- A proxy fight at Norfolk Southern was formally launched last week and is already drawing in politicians and regulators.
- Activists at Ancora have sharply criticized Norfolk Southern CEO Alan Shaw, while the railroad company's board has expressed concerns about Ancora's proposed management team.
- The battle is taking place a little over a year after a Norfolk Southern freight train derailed in East Palestine, Ohio.
Just over a year ago, a Norfolk Southern freight train derailed in East Palestine, Ohio, releasing toxic chemicals into the environment and prompting a political fight regarding railroad safety.
Now the company is at the early stages of a proxy battle, with opposing lineups that already feature heavyweight politicians and the attention of industry regulators.
Last week, an investor group led by Ohio-based activist Ancora Advisors and backed by EdgePoint Investment Group launched a proxy fight with the aim of adding eight directors to the board and ousting CEO Alan Shaw. Among the names on the board slate was former Ohio governor John Kasich, who ran against Donald Trump in the 2016 Republican presidential primary.

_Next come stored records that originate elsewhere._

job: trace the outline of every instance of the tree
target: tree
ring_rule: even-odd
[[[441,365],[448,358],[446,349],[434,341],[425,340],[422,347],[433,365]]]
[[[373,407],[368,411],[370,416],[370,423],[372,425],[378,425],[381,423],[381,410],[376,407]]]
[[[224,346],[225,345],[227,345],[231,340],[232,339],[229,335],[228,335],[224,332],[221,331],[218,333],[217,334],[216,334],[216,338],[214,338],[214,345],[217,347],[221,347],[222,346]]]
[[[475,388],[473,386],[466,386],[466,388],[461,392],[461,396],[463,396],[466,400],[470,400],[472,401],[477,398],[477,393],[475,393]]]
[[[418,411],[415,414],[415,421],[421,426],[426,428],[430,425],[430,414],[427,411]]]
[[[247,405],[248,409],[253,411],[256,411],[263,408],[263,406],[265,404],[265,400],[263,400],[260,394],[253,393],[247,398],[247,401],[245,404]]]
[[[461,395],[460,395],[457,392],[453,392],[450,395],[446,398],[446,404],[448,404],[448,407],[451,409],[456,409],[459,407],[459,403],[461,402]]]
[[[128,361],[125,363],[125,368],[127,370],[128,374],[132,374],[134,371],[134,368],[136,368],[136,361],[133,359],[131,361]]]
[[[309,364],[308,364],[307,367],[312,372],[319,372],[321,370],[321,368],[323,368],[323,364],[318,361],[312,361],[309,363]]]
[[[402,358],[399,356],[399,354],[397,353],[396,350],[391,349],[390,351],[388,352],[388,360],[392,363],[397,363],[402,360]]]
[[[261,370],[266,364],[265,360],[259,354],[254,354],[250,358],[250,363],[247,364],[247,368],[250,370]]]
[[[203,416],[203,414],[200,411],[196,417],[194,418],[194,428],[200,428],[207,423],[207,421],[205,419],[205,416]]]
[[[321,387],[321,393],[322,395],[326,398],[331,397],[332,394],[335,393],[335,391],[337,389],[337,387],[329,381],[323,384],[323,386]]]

Norfolk Southern' has underperformed both its peers and the broader market over the last year. The stock jumped 9% on Feb. 1, after Ancora's stake was first reported. Still, it's up just 13% in the past year, compared to 27% for the S&P 500.
Ancora says in its presentation that Shaw is a "30-year insider" who lacks "the strategic operating and financial experience needed to effectively oversee Norfolk Southern during this critical period." Ancora also said Shaw spent "millions of dollars" on "lobbying and public relations efforts" to save his job.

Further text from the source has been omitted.